The Court begins by noting that there is a rational basis for requiring the registration of persons who have committed sexual offenses (as opposed to other crimes) - namely, because of the substantial risk of recidivism. See Cal. Pen. Code § 290.03(a)(1) (legislative finding that "[s]ex offenders pose a potentially high risk of committing further sex offenses after release from incarceration or commitment"); id. § 290.03(b) (stating that the purpose of the Sex Offender Punishment, Control, and Containment Act is to "reduc[e] the risk of recidivism"); see also Smith v. Doe, 538 U.S. 84, 103 (2003) (in discussing Alaska sex offender registration statute, stating that "Alaska could conclude that a conviction for a sex offense provides evidence of substantial risk of recidivism[;] [t]he legislature's findings are consistent with grave concerns over the high rate of recidivism among convicted sex offenders and their dangerousness as a class"); SeaRiver Mar. Fin. Holdings, Inc. v. Mineta, 309 F.3d 662, 679 (9th Cir. 2002) (noting that "any reasonably conceivable state of facts . . . could provide a rational basis for the classification") (emphasis added).
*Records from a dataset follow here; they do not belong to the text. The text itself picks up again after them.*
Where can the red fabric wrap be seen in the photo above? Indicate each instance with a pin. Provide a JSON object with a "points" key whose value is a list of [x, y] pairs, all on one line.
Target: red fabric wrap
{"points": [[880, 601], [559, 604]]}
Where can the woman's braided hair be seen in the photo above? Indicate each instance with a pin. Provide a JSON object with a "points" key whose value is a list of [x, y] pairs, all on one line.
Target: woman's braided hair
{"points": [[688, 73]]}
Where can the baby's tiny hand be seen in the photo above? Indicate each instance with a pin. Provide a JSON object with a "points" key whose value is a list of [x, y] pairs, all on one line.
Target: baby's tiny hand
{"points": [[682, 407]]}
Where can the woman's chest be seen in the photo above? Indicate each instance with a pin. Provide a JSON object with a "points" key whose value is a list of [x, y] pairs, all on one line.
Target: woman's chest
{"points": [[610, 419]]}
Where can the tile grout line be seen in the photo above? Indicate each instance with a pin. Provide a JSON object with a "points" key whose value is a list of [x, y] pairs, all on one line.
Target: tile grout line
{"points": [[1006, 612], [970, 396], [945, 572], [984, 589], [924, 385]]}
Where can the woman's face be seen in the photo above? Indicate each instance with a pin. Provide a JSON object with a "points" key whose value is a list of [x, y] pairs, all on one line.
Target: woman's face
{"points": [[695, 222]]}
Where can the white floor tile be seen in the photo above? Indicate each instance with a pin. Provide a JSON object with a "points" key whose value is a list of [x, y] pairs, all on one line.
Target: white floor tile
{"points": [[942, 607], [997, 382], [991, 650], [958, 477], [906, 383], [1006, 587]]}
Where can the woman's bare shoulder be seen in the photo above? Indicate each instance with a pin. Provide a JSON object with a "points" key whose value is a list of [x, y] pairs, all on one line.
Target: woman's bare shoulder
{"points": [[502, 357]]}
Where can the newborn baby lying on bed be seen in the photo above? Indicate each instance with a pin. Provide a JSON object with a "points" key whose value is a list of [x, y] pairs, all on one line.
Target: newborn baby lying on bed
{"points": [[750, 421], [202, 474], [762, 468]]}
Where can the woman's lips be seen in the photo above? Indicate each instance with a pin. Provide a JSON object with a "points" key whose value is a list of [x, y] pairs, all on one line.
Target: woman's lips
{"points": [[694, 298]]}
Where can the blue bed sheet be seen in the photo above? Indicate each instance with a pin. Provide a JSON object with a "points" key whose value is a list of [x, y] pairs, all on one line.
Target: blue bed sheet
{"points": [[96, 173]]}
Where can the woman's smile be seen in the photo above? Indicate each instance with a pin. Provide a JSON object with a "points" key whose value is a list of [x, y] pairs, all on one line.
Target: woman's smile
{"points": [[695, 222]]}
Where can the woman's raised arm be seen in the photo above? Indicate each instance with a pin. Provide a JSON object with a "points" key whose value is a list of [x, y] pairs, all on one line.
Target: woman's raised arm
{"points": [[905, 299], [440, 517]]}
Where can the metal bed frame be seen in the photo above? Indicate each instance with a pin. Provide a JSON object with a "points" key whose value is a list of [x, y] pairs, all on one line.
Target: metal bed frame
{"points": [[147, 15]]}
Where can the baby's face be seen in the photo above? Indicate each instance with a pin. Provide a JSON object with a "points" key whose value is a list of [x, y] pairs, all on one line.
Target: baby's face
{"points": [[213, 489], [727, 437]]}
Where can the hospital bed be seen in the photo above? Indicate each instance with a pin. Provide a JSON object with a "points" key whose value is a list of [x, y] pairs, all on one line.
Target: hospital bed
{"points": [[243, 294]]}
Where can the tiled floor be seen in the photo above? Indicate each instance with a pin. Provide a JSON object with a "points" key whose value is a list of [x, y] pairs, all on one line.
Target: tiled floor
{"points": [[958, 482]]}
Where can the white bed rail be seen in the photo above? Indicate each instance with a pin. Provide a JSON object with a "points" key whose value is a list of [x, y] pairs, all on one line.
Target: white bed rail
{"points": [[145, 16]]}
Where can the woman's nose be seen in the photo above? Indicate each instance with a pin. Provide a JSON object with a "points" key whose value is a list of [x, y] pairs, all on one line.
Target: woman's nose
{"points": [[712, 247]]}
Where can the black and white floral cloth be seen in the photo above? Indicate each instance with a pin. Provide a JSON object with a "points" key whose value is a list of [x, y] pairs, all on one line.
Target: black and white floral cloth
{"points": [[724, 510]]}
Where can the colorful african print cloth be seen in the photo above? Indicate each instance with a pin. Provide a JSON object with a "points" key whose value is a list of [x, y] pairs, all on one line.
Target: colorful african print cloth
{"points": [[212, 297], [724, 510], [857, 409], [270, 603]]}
Mr. Litmon points out that there are more stringent registration requirements for sexually violent predators. More specifically, sexually violent predators are required to register every 90 days (and in person); other sexual offenders are only required to register annually. See Cal. Pen. Code § 290.012(a) (providing that, "[b]eginning on his or her first birthday following registration or change of address, the person shall be required to register annually"). But here as well there is a rational basis for this distinction. A sexually violent predator is "a person who has been convicted of a sexually violent offense against one or more victims and who has a diagnosed mental disorder that makes the person a danger to the health and safety of others in that it is likely that he or she will engage in sexually violent criminal behavior." Cal. Welf. & Inst. Code § 6600(a)(1) (emphasis added). It is rational to require more rigorous monitoring of persons who have committed sexually violent offenses and who have a condition that predisposes them to committing such offenses. The California legislature and the Attorney General in implementing the legislation could have rationally concluded that such persons present a higher risk of harm and recidivism.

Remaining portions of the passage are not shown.